La chasse aux phoques
Fiches d'information
- Un massacre non durable
- Les phoques et les pêcheries
Les phoques et les pêcheries
Lorsque la morue du Nord et d'autres populations de poissons ont subi un déclin au début des années 1990, on a fait croire aux Canadiens que les phoques étaient les coupables. Depuis ce temps, on nous raconte aussi que les phoques constituent un des facteurs empêchant le rétablissement des populations de poissons de fond.
Aucune de ces deux affirmations ne peut être justifiée de manière scientifique. En effet, toutes deux contredisent ce que les scientifiques canadiens et internationaux les plus respectés disent aujourd'hui au sujet du rôle des phoques du Groenland et des phoques à capuchon dans la région de l’Atlantique du Nord-Ouest :
« Ce qui est arrivé aux populations de poissons de la côte Est n'a rien à voir avec l'environnement, rien à voir avec les phoques. Il s'agissait simplement de surpêche. »
R. Myers, 1995; Voir aussi J. Hutchings et cie, 1997.
« Il n'existe aucune preuve qu'une augmentation de la prédation de jeunes morues par les phoques a entraîné le déclin récent et les fermetures de plusieurs pêcheries de morue. »

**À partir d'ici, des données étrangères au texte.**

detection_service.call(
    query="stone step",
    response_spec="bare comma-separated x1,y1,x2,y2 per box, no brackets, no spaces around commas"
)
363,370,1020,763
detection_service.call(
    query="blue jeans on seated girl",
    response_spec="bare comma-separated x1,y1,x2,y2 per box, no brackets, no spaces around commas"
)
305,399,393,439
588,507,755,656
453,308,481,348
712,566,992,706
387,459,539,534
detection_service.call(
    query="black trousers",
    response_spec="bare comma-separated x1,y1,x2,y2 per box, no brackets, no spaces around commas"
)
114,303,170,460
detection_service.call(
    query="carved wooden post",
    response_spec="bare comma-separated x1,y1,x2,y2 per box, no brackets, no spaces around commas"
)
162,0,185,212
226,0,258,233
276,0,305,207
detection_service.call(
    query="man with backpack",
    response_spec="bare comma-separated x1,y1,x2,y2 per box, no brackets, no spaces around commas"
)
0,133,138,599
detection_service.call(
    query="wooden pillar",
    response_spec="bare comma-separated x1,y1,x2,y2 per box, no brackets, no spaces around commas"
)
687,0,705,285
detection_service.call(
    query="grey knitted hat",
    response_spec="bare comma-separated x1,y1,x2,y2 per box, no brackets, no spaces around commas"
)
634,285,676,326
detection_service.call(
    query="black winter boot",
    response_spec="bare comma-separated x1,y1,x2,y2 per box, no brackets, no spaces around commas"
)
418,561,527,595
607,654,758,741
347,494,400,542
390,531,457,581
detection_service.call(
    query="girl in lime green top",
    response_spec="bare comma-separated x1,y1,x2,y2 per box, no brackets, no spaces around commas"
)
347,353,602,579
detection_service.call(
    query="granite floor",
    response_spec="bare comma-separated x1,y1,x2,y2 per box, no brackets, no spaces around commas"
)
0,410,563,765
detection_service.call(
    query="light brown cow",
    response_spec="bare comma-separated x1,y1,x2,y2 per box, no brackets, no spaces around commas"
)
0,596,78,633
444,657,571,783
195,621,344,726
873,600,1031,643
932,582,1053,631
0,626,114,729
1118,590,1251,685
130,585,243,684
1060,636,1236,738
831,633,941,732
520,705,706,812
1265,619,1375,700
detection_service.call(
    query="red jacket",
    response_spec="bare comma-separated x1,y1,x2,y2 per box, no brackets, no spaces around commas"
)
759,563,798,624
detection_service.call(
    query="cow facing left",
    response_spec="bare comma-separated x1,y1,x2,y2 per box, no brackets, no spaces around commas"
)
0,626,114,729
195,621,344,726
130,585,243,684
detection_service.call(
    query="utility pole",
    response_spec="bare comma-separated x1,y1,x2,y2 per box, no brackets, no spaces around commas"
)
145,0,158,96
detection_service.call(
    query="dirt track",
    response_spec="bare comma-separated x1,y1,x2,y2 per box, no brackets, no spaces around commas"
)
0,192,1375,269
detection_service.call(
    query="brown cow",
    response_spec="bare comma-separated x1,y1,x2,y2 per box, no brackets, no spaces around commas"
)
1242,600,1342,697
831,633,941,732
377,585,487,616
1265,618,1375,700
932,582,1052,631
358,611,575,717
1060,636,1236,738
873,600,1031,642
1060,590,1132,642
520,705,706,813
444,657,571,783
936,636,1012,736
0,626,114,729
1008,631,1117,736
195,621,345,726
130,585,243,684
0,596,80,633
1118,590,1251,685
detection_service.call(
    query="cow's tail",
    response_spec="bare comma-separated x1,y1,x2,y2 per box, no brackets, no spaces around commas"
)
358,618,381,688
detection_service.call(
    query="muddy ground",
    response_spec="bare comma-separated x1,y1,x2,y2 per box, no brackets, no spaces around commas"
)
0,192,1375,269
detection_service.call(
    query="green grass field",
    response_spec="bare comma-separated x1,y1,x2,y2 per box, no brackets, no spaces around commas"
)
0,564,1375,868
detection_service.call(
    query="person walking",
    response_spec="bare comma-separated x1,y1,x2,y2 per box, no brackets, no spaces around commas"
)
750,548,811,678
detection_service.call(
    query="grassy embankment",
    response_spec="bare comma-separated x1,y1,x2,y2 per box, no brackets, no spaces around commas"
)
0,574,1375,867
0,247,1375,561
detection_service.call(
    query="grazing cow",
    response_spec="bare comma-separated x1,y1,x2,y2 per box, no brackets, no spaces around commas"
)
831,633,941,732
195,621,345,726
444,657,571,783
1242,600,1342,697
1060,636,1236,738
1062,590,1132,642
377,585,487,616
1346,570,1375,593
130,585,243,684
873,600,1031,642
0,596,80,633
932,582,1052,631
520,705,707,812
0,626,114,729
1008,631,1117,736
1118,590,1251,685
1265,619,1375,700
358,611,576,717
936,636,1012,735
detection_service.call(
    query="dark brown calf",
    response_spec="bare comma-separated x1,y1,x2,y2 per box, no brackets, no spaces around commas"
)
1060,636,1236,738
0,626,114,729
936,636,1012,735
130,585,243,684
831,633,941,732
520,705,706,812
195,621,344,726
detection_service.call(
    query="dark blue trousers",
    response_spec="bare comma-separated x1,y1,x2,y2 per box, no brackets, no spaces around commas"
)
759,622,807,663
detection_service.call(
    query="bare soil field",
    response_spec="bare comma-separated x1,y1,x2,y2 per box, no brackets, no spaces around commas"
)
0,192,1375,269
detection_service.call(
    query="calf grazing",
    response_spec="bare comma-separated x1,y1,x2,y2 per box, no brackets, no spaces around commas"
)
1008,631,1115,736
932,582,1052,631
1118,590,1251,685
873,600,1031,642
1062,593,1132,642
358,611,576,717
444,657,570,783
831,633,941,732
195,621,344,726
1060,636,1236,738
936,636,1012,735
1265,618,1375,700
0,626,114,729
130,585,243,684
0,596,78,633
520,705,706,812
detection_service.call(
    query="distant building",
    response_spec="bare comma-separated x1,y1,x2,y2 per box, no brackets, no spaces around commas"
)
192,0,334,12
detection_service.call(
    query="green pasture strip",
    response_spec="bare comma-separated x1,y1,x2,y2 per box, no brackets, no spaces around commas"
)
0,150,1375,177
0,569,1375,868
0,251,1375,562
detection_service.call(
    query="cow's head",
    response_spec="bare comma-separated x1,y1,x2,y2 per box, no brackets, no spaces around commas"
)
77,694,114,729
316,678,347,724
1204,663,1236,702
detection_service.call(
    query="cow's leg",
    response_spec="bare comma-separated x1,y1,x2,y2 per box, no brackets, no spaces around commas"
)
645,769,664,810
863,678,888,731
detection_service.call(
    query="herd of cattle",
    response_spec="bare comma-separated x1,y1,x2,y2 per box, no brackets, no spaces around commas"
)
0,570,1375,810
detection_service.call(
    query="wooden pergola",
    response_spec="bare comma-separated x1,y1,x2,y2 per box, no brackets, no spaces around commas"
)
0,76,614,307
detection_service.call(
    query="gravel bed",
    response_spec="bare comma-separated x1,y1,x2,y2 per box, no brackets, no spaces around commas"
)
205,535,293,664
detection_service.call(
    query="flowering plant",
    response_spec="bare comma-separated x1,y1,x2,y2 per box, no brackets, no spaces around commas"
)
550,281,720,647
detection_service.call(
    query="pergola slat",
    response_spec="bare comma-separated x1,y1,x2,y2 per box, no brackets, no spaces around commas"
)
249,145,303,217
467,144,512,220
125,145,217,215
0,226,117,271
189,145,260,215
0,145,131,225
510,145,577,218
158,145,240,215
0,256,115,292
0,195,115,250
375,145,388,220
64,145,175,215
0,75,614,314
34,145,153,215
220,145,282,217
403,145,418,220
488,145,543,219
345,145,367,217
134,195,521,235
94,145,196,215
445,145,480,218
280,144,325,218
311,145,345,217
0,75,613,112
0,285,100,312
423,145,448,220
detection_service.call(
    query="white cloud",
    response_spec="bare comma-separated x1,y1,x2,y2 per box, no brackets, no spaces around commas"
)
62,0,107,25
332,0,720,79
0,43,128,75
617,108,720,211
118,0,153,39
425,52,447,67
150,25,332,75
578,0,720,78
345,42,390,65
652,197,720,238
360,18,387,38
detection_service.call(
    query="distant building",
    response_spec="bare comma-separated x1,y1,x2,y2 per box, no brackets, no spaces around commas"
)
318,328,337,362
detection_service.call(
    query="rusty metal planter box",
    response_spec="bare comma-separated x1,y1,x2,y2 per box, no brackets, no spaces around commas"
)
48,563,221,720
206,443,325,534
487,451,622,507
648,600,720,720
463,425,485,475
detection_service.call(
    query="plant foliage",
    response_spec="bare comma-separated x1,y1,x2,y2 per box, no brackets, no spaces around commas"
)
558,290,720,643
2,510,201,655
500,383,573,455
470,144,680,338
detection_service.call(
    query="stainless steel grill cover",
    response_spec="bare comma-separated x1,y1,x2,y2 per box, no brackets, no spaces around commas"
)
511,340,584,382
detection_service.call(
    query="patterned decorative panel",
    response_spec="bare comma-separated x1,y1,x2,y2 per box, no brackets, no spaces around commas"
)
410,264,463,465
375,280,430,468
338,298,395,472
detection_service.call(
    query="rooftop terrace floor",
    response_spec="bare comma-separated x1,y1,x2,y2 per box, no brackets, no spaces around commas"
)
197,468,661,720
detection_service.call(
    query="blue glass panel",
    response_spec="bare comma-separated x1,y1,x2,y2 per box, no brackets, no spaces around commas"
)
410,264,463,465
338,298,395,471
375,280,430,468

A. Sinclair, R.Myers and J.Hutchings, 1995; Voir aussi R.Myers and N. Cadigan, 1995.
« Toutes les études scientifiques qui ont tenté d'examiner l'effet de la prédation par les phoques sur les populations de poissons ont échoué à démontrer un impact quel qu'il soit. La surpêche demeure le seul problème de conservation rattaché au déclin des populations de poissons qui ait été démontré de façon scientifique. »
Pétition signée par 97 scientifiques de 15 pays à la 11th Biennial Conference on the Biology of Marine Mammals, déc. 1995.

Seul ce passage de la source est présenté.